Wednesday, August 26, 2009

"The Ear, the Eye, and the Arm" by Nancy Farmer

Summary: In a futuristic Zimbabwe, the General’s children, Tendai, Rita, and Kuda, feel stifled by their father’s overprotective and demanding parenting. In search of adventure, the children leave their family home one day and find themselves kidnapped and thrown into darker and poorer parts of the country. The General enlists the help of three strange detectives, the Ear, the Eye, and the Arm, to help rescue his children.

Musings: I appreciated the unique locale of this novel, which is rare to find in YA novels (at least those I’ve read). Although set in a futuristic society (for example, machines magically create food you want, a la Star Trek), the story takes place in Zimbabwe and incorporates many Zimbabwean traditions and customs in the book. Farmer is a white American, but she lived in Zimbabwe for a number of years, so there’s a sense that the book has at least some truth to that society.

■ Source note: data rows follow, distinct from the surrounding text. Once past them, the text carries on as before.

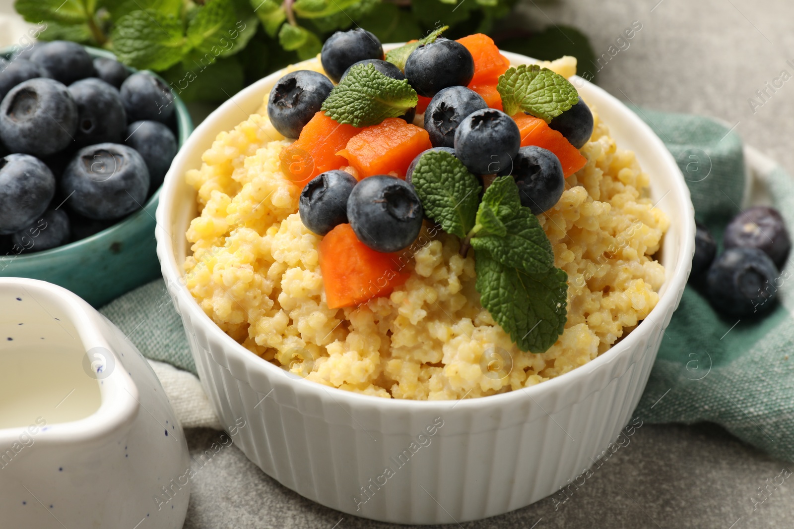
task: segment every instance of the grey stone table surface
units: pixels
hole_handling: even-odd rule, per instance
[[[600,86],[637,105],[736,125],[746,142],[794,174],[794,82],[767,90],[765,101],[756,94],[782,70],[794,73],[787,63],[794,59],[791,0],[523,0],[519,10],[538,27],[553,21],[580,28],[596,55],[639,21],[642,29],[630,47],[599,71]],[[751,105],[751,98],[762,104]],[[188,431],[191,453],[199,456],[221,435]],[[646,424],[565,504],[545,498],[461,527],[792,527],[794,481],[770,486],[773,493],[759,501],[760,488],[784,466],[719,427]],[[301,497],[233,446],[198,472],[185,523],[186,529],[387,527]]]

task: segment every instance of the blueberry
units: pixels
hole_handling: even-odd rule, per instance
[[[276,83],[268,98],[270,122],[287,138],[297,138],[320,111],[333,88],[329,79],[316,71],[299,70],[287,74]]]
[[[579,102],[553,119],[549,126],[580,149],[592,136],[593,114],[582,97],[579,96]]]
[[[148,190],[146,163],[126,145],[98,144],[77,151],[64,172],[67,204],[91,219],[115,219],[141,208]]]
[[[354,66],[359,66],[360,64],[372,64],[375,67],[375,69],[382,73],[386,77],[391,77],[393,79],[397,79],[398,81],[402,81],[405,79],[405,75],[396,66],[391,63],[383,60],[381,59],[364,59],[364,60],[360,60],[357,63],[351,64],[342,76],[339,79],[340,81],[347,77],[347,75],[350,72],[350,68]]]
[[[322,69],[334,82],[339,82],[345,71],[360,60],[383,58],[380,40],[361,28],[337,31],[328,37],[320,52]]]
[[[0,61],[0,100],[6,97],[9,91],[22,81],[48,77],[47,71],[40,64],[18,57],[11,62]]]
[[[408,169],[405,171],[406,182],[407,182],[409,184],[410,183],[410,179],[414,176],[414,167],[415,167],[416,164],[419,163],[419,159],[422,158],[422,155],[424,155],[426,152],[430,152],[433,151],[442,151],[444,152],[449,152],[453,156],[455,155],[455,149],[450,148],[449,147],[434,147],[426,151],[422,151],[419,154],[416,155],[416,157],[414,158],[414,159],[411,160],[410,163],[408,164]]]
[[[356,184],[347,212],[358,240],[377,251],[402,250],[422,229],[419,197],[410,184],[393,176],[376,174]]]
[[[708,269],[708,297],[717,310],[745,317],[768,310],[777,297],[777,269],[758,248],[728,248]]]
[[[37,48],[30,60],[43,66],[49,77],[65,85],[96,74],[86,48],[68,40],[53,40]]]
[[[469,114],[455,131],[455,153],[475,174],[509,171],[519,147],[518,125],[512,117],[495,109]]]
[[[102,79],[81,79],[69,86],[69,94],[77,103],[75,141],[79,147],[124,139],[127,113],[115,87]]]
[[[347,222],[347,200],[356,178],[344,171],[318,174],[300,194],[299,212],[303,225],[318,235],[326,235]]]
[[[725,228],[726,248],[747,247],[765,252],[777,268],[788,257],[792,241],[783,217],[773,208],[756,206],[742,212]]]
[[[554,207],[565,190],[565,175],[560,159],[551,151],[535,145],[518,149],[511,170],[500,174],[513,175],[521,205],[534,215]]]
[[[0,159],[0,234],[18,232],[41,217],[55,195],[55,177],[29,155]]]
[[[127,127],[125,144],[138,151],[149,171],[148,194],[163,184],[171,162],[176,155],[176,137],[158,121],[136,121]]]
[[[138,71],[121,83],[119,90],[129,123],[141,120],[168,122],[174,113],[174,94],[152,74]]]
[[[408,56],[405,76],[419,95],[432,98],[448,86],[468,85],[474,77],[474,59],[461,43],[436,39]]]
[[[692,257],[692,271],[689,277],[696,278],[708,270],[717,254],[717,241],[708,228],[695,222],[695,255]]]
[[[60,209],[45,211],[41,218],[11,236],[22,253],[49,250],[69,242],[69,217]]]
[[[121,88],[121,83],[129,77],[127,67],[115,59],[97,57],[94,59],[94,69],[96,70],[97,77],[116,88]]]
[[[425,111],[425,130],[434,147],[453,147],[455,131],[472,112],[488,108],[483,97],[465,86],[449,86],[438,91]]]
[[[0,104],[0,139],[12,151],[48,156],[74,141],[77,105],[55,79],[29,79]]]

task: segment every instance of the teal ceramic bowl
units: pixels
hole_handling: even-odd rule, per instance
[[[106,50],[86,47],[93,57],[115,58]],[[7,56],[10,49],[0,50]],[[134,68],[129,68],[135,71]],[[193,131],[184,102],[174,94],[177,143],[181,148]],[[160,190],[140,209],[90,237],[30,254],[0,256],[0,277],[32,278],[60,285],[94,307],[160,277],[154,238],[154,213]],[[9,255],[10,254],[10,255]]]

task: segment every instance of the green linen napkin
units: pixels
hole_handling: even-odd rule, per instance
[[[708,118],[634,109],[676,157],[696,217],[721,250],[725,225],[747,193],[738,136]],[[761,177],[794,233],[794,210],[787,205],[794,204],[794,181],[778,166]],[[720,316],[688,286],[635,414],[649,423],[717,423],[775,457],[792,460],[794,278],[788,266],[776,282],[779,302],[761,317]]]
[[[698,220],[720,240],[746,194],[738,136],[709,118],[634,109],[678,160]],[[794,182],[782,169],[769,171],[765,180],[778,204],[794,203]],[[794,211],[779,209],[794,232]],[[688,286],[635,413],[647,423],[715,422],[776,457],[794,457],[794,358],[788,356],[794,324],[785,308],[792,283],[782,281],[781,302],[771,312],[742,321],[719,316]],[[121,296],[101,312],[147,358],[196,373],[162,280]]]

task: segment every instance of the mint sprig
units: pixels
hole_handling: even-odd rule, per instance
[[[419,102],[407,79],[387,77],[372,64],[354,66],[322,103],[333,121],[367,127],[387,117],[399,117]]]
[[[445,25],[443,27],[438,28],[437,29],[433,31],[427,36],[424,36],[416,42],[411,42],[407,44],[403,44],[399,48],[395,48],[390,52],[386,52],[386,60],[396,66],[400,70],[405,70],[405,62],[408,60],[408,56],[414,52],[419,46],[424,44],[429,44],[431,42],[434,42],[438,36],[444,33],[445,30],[448,29],[449,26]]]
[[[496,90],[508,116],[523,111],[546,123],[579,102],[579,94],[568,79],[537,64],[510,68],[499,76]]]
[[[425,213],[475,251],[480,303],[518,348],[542,353],[567,320],[568,275],[554,267],[551,243],[538,217],[521,205],[512,177],[497,178],[480,200],[476,177],[453,155],[430,151],[411,183]],[[477,203],[479,202],[479,206]]]
[[[458,159],[431,151],[414,167],[411,183],[425,213],[461,239],[474,228],[482,186]]]
[[[528,274],[508,266],[487,250],[476,252],[475,283],[480,302],[522,351],[545,352],[567,320],[568,274],[559,268]]]
[[[487,250],[507,266],[530,274],[554,266],[554,252],[538,217],[521,205],[518,188],[511,176],[496,178],[485,190],[477,210],[472,247]]]

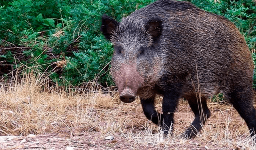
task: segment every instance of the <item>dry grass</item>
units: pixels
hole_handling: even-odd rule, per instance
[[[181,100],[174,115],[173,134],[164,138],[158,127],[144,116],[138,99],[121,103],[117,93],[103,94],[96,83],[90,83],[90,90],[74,89],[67,92],[58,87],[49,88],[48,81],[42,77],[31,74],[26,77],[19,83],[14,80],[1,85],[0,136],[98,132],[103,136],[118,134],[134,144],[166,148],[200,142],[210,149],[210,146],[256,149],[245,122],[230,105],[209,103],[212,116],[195,139],[187,140],[180,135],[194,115],[186,101]],[[159,97],[156,101],[159,110],[161,99]]]

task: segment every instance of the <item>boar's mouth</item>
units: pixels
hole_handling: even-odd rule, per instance
[[[123,102],[134,101],[138,89],[143,83],[143,78],[136,67],[133,63],[122,63],[119,70],[112,72],[114,81],[118,88],[119,98]]]

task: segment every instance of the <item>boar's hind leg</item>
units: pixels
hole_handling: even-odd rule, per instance
[[[155,109],[155,97],[144,99],[140,99],[143,112],[147,118],[154,123],[159,126],[163,121],[163,115],[158,113]]]
[[[244,119],[251,136],[252,136],[256,132],[256,115],[253,105],[252,89],[251,87],[237,87],[232,91],[225,95],[226,99],[233,105],[240,116]]]
[[[185,132],[186,137],[191,139],[199,132],[202,126],[210,117],[211,112],[207,107],[206,97],[199,96],[197,97],[196,95],[194,95],[186,97],[185,99],[187,99],[195,115],[195,119]]]

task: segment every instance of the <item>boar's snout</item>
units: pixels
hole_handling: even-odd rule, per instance
[[[132,103],[135,100],[135,95],[130,88],[124,89],[119,96],[120,100],[124,103]]]

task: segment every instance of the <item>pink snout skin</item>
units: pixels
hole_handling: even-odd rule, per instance
[[[132,103],[135,100],[135,95],[129,88],[124,89],[120,93],[120,100],[124,103]]]

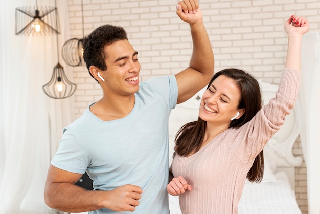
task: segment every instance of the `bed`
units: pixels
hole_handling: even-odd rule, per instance
[[[259,83],[266,104],[274,97],[278,85],[261,80]],[[205,90],[202,89],[186,102],[177,105],[171,112],[169,126],[170,164],[175,134],[184,124],[197,119]],[[296,115],[293,109],[286,117],[283,126],[265,147],[263,178],[260,183],[246,181],[239,204],[239,214],[301,214],[294,194],[294,167],[300,166],[302,160],[292,154],[299,135]],[[170,214],[180,214],[178,197],[169,195],[169,198]]]

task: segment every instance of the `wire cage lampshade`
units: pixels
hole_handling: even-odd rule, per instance
[[[62,47],[62,58],[71,66],[80,66],[85,65],[83,59],[82,43],[84,37],[83,20],[83,3],[81,0],[81,12],[82,18],[82,38],[73,38],[66,41]]]
[[[84,65],[83,39],[71,38],[66,41],[62,46],[62,58],[69,66],[80,66]]]
[[[75,93],[77,85],[66,77],[63,67],[59,63],[54,67],[49,82],[42,86],[45,94],[54,99],[63,99]]]
[[[60,26],[57,22],[58,18],[56,7],[16,8],[15,34],[28,36],[60,34]]]

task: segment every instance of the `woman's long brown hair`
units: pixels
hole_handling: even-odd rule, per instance
[[[251,120],[262,106],[259,83],[250,74],[241,70],[230,68],[216,73],[210,81],[208,88],[217,77],[221,75],[233,79],[241,92],[238,108],[244,108],[245,112],[240,118],[232,121],[229,127],[240,127]],[[175,152],[180,156],[186,157],[192,152],[198,151],[203,141],[206,126],[207,122],[199,117],[197,121],[182,126],[176,135]],[[261,181],[264,165],[263,151],[262,151],[255,159],[247,174],[248,180],[256,182]]]

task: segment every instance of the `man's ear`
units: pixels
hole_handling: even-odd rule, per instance
[[[97,67],[95,66],[90,66],[89,71],[91,75],[98,82],[100,82],[101,81],[104,81],[104,79],[103,79],[103,78],[102,78],[102,77],[101,76],[101,72],[99,73],[99,72],[100,71],[100,69],[98,69]],[[99,77],[99,75],[101,77]]]

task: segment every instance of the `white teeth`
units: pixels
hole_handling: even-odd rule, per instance
[[[130,82],[131,81],[136,81],[138,80],[138,77],[132,77],[132,78],[129,78],[128,79],[126,79],[126,81],[128,81],[128,82]]]
[[[207,105],[204,105],[204,109],[205,109],[205,110],[207,111],[208,111],[209,112],[212,112],[212,113],[216,113],[217,112],[216,112],[215,111],[214,111],[214,110],[213,110],[212,109],[210,109],[210,108],[209,108]]]

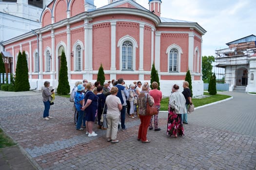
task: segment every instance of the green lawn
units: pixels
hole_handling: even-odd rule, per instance
[[[2,130],[0,129],[0,148],[15,145],[12,140],[4,134]]]
[[[209,93],[204,92],[204,95],[209,95],[209,97],[203,99],[192,99],[192,102],[195,107],[202,106],[215,102],[221,101],[231,96],[217,94],[215,95],[210,95]],[[162,99],[161,101],[161,107],[160,110],[167,111],[168,108],[169,98]]]

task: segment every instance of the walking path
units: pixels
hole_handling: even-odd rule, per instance
[[[234,98],[196,109],[183,137],[166,135],[162,112],[162,130],[148,132],[151,143],[136,140],[140,121],[127,117],[113,144],[96,125],[96,137],[75,130],[68,99],[56,96],[54,118],[45,121],[40,93],[0,91],[0,126],[18,144],[0,150],[0,170],[255,170],[256,96],[223,94]]]

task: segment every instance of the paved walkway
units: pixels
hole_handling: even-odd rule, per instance
[[[28,157],[33,166],[17,169],[22,161],[11,161],[2,151],[0,169],[255,170],[256,96],[224,94],[234,99],[189,115],[184,136],[166,136],[166,118],[161,118],[162,130],[149,131],[151,142],[141,143],[136,140],[139,120],[127,118],[128,129],[118,131],[119,142],[113,144],[96,125],[96,137],[75,130],[68,99],[57,96],[50,109],[54,118],[45,121],[40,93],[0,91],[0,125],[26,155],[23,162]]]

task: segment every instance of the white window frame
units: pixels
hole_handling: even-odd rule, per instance
[[[132,45],[132,68],[131,69],[123,69],[123,62],[122,62],[122,45],[124,42],[126,41],[129,41]],[[136,48],[138,48],[137,42],[133,37],[127,35],[120,38],[118,43],[118,48],[119,49],[119,69],[121,70],[128,70],[132,71],[136,69]]]
[[[38,54],[37,58],[38,60],[38,63],[37,63],[37,56],[36,56],[37,53]],[[38,51],[37,49],[36,50],[34,51],[33,56],[34,56],[34,72],[37,73],[39,72],[39,55],[38,54]],[[38,68],[37,70],[36,68]]]
[[[22,54],[22,53],[21,53]],[[28,70],[29,70],[29,63],[28,63],[28,61],[29,60],[29,55],[28,55],[28,52],[27,52],[27,51],[25,51],[25,55],[26,55],[26,60],[27,60],[27,66],[28,66]]]
[[[80,46],[81,47],[81,59],[80,61],[80,69],[78,69],[78,52],[77,51],[77,48],[78,46]],[[82,70],[83,68],[83,54],[84,53],[84,47],[83,45],[83,43],[80,40],[78,40],[77,42],[74,44],[73,46],[73,57],[74,57],[74,71],[81,71]]]
[[[49,51],[49,55],[47,55],[47,51]],[[44,71],[50,72],[51,69],[51,49],[47,47],[44,51]],[[48,63],[47,63],[47,62]]]
[[[199,49],[198,47],[196,47],[194,51],[194,71],[199,73]]]
[[[177,51],[177,70],[176,71],[169,71],[170,70],[170,53],[171,50],[173,49],[175,49]],[[167,72],[180,72],[180,58],[181,55],[183,53],[182,50],[178,45],[176,44],[173,44],[166,49],[166,51],[165,53],[167,54],[167,60],[168,60],[168,70]]]

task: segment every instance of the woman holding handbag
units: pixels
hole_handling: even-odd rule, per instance
[[[106,96],[103,93],[103,86],[98,85],[97,86],[97,96],[98,98],[98,129],[101,129],[105,130],[104,128],[102,127],[102,124],[100,123],[100,119],[101,115],[103,114],[105,102],[106,102]]]
[[[106,136],[108,142],[118,143],[117,135],[118,130],[118,124],[120,111],[122,109],[122,103],[120,99],[117,96],[118,88],[113,86],[110,90],[111,94],[107,96],[106,104],[108,107],[107,110],[107,120],[108,128]]]
[[[186,100],[182,93],[178,91],[179,87],[174,85],[169,101],[167,135],[177,137],[184,136],[182,115],[187,112]]]
[[[138,106],[138,114],[140,119],[140,124],[138,132],[138,140],[141,140],[142,143],[149,143],[150,141],[147,139],[147,133],[148,126],[150,122],[151,115],[149,115],[146,111],[147,102],[150,106],[154,104],[154,99],[148,93],[149,85],[147,83],[144,83],[142,86],[142,90],[137,99]]]
[[[135,115],[134,115],[134,112],[135,109],[135,104],[134,102],[136,96],[135,94],[135,91],[134,91],[134,88],[135,87],[135,85],[132,83],[131,85],[130,90],[129,90],[129,96],[128,96],[128,101],[130,102],[130,112],[129,117],[130,118],[135,118]]]
[[[152,96],[154,99],[155,105],[158,109],[158,114],[151,117],[150,123],[149,124],[149,130],[153,129],[153,127],[152,126],[152,120],[154,117],[154,125],[155,127],[155,131],[159,131],[161,130],[161,129],[158,127],[158,114],[159,113],[159,111],[160,111],[160,103],[161,102],[161,100],[162,100],[162,92],[158,89],[158,82],[154,82],[152,83],[152,85],[153,89],[149,91],[149,94],[150,94],[150,95],[151,95],[151,96]]]

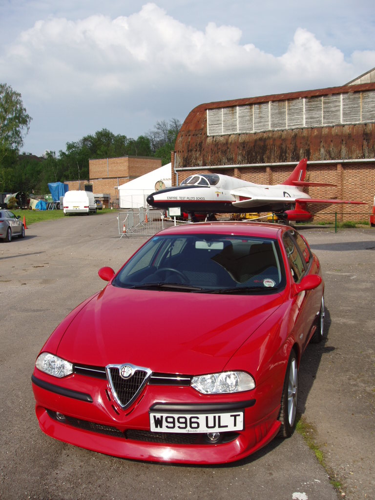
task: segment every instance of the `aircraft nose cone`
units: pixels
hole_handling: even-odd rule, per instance
[[[149,194],[148,196],[146,198],[146,201],[148,204],[149,205],[152,205],[154,204],[154,196],[152,194]]]

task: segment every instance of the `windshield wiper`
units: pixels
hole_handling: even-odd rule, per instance
[[[160,282],[158,283],[142,283],[140,284],[134,284],[132,286],[127,287],[133,290],[148,288],[149,290],[156,288],[170,288],[173,290],[182,290],[188,292],[200,292],[202,288],[198,286],[192,286],[189,284],[183,284],[182,283],[169,283],[166,282]]]
[[[218,288],[214,290],[204,290],[202,291],[206,294],[248,294],[260,291],[274,292],[277,290],[277,286],[242,286],[238,288]]]

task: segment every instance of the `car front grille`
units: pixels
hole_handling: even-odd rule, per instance
[[[142,370],[136,370],[129,378],[123,378],[120,375],[118,368],[109,369],[113,390],[121,406],[126,407],[135,398],[142,388],[147,376],[147,372]]]

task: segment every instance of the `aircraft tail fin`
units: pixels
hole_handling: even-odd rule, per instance
[[[304,158],[298,163],[294,170],[288,177],[286,180],[282,182],[282,184],[286,186],[296,186],[294,182],[300,182],[304,180],[306,176],[306,167],[308,164],[307,158]],[[298,185],[298,184],[297,184]]]

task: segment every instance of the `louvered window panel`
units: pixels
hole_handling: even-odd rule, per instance
[[[222,112],[221,108],[218,110],[207,110],[207,134],[222,134]]]
[[[238,132],[246,134],[253,132],[252,106],[238,106]]]
[[[375,90],[208,110],[207,134],[250,134],[372,122],[375,122]]]
[[[303,127],[304,100],[292,99],[286,101],[286,126],[288,128]]]
[[[254,104],[254,132],[270,128],[270,106],[268,102]]]
[[[323,124],[323,101],[321,97],[305,99],[304,124],[306,126],[322,126]]]
[[[341,96],[323,96],[323,125],[341,123]]]
[[[222,133],[236,134],[237,126],[237,106],[222,108]]]
[[[271,128],[286,128],[286,101],[271,102]]]
[[[375,90],[362,92],[362,121],[375,122]]]
[[[360,93],[342,94],[342,123],[360,122]]]

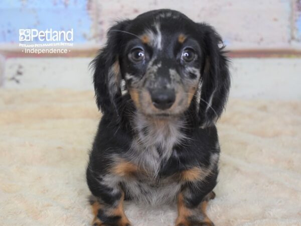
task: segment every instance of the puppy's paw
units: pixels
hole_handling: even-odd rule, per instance
[[[214,226],[214,224],[210,220],[196,221],[185,220],[177,223],[176,226]]]
[[[127,219],[120,218],[111,222],[103,222],[100,219],[96,218],[92,222],[92,226],[132,226]]]

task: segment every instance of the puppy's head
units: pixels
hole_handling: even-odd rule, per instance
[[[98,107],[120,113],[127,92],[137,110],[149,117],[178,117],[192,108],[201,126],[214,124],[230,86],[222,43],[212,27],[175,11],[118,23],[93,62]]]

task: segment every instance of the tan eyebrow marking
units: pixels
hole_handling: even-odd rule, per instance
[[[185,36],[183,34],[181,34],[179,36],[179,37],[178,38],[178,41],[180,43],[183,43],[183,42],[184,42],[184,41],[185,41],[185,39],[186,39],[186,36]]]
[[[147,36],[146,35],[143,35],[141,37],[141,40],[142,42],[145,44],[149,43],[149,37]]]

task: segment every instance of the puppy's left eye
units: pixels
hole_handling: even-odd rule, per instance
[[[139,62],[144,59],[144,53],[143,50],[139,48],[136,48],[132,50],[129,54],[129,57],[132,61]]]
[[[195,53],[194,50],[192,49],[187,48],[185,49],[182,52],[182,59],[186,62],[192,61],[195,57]]]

I found the book, though, a bit disjointed. I couldn’t quite piece together the society Farmer had created nor did I feel especially connected to the characters. At first, I thought it was because the book was designed for a much younger audience (perhaps late elementary/early middle school years), but I’m not sure that’s the case as there was some more serious subject matter later in the novel.

Perhaps it was because the odyssey of the children felt slapped together rather than following a real journey pattern. The children travel from strange place to strange place, just a step ahead of those searching for them, but nothing seemed to actually happen.

I was most confused by the trio of detectives. In my mind, they were some of the worst detectives ever created. Although possessing strange powers, they were completely inept. I would have written them off as buffoons, but the novel had the other characters react to them in a way that seemed to portray them as admirable and competent. I was unsure what impression Farmer wanted us to have of the men.

The book has some good messages about there being positive qualities in each person, although that message is not fully explored. All ends are happily wrapped up by the end of the novel, despite some serious issues being mentioned, but not explored (for example, cultural traditions vs. modern moralities).